Most animals either adapt to their surroundings to make their life easier or, in some cases, might make some sort of tools to make life easier. For example people make tools such as fishing poles to make catching fish easier and one of the best ways to make hiking easier is through the use of trekking poles. These items make life easier for us.

Anglerfish don't have the ability to make tools, but they evolved in such a way that their own body can assist them in capturing food.

All anglerfish have a modified dorsal spine (the illicium and the esca) that extends from the top of their heads. This modified spine serves as a lure for catching fish. The illicium serves as the "fishing line" and the esca serves as the "bait" or lure.

The lure dangles near the anglerfish's mouth and when an unsuspecting fish comes along to check out the lure, the anglerfish eats it whole. Anglerfish are able to wiggle the lure at will to attract fish.

Watch the You Tube video below to see a close-up view of the anglerfish (frogfish) illicium and esca. The first part of this short video shows the red-lipped batfish.

Longlure anglerfish are so named because their illicium (the fishing line) is longer than in most other anglerfish species.

Because of their predatory nature and their method of obtaining prey, anglerfish are quite interesting, but not necessary attractive fish. Longlure anglerfish are commonly called longlure frogfish due to their appearance. They have modified scales called dermal spicules that are said to resemble warts on a toad.

However, the appearance of anglerfish serves them well because they are well camouflaged against the rest of the ocean floor or coral reef background, enabling them to catch more fish and crustaceans. In fact, their appearance probably evolved this way because the anglerfish that caught the most fish are the ones who survived long enough to spawn. If anglerfish were conspicuous they probably wouldn't catch many fish. Angling device or not, if other fish knew the anglerfish was there they probably wouldn't take the bait.

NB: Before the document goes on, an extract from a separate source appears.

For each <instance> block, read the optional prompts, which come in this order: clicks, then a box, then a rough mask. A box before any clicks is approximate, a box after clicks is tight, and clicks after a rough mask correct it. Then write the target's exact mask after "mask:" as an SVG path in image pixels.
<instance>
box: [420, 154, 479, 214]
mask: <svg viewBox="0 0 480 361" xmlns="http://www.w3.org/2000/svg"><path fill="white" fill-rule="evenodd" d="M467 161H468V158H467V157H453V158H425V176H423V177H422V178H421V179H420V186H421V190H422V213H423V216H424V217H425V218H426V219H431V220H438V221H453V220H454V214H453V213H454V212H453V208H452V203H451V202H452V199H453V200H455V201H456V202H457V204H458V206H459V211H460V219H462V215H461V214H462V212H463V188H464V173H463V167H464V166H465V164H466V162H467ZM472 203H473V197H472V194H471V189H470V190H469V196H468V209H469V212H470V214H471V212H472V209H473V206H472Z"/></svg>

Longlure anglerfish belong to the family Antennariidae. They can reach a maximum size of about 8 inches in lenth (20 cm), but are usually much smaller. Their coloration is somewhat variable - they can be yellow, red, or brown.

The longlure anglerfish is not considered a good community aquarium fish because of its predatory nature and large appetite.

If you do keep this fish in your aquarium you will need to give it a meaty diet. If you don't want to continue feeding it live foods you can try to wean it off of live fish by using feeding sticks to wave pieces of fish or crustaceans in front of it. Live saltwater feeder shrimp can be given as well. In their natural habitat most anglerfish don't feed everyday, usually feeding anglerfish 2-3 times per week is sufficient.

The longlure anglerfish is found in the western Atlantic Ocean and usually inhabits shallow reefs. It is a bottom dwelling fish and it gets around by "walking" on its pelvic fins. There are other species of anglerfish that live very deep within the ocean, but these deep sea anglerfish aren't kept in home aquaria.

Because of their predatory nature, if you decide to keep the longlure anglerfish in your aquarium be forewarned that it can eat fish and crustaceans that are as large as itself. A species only tank might be best for this fish.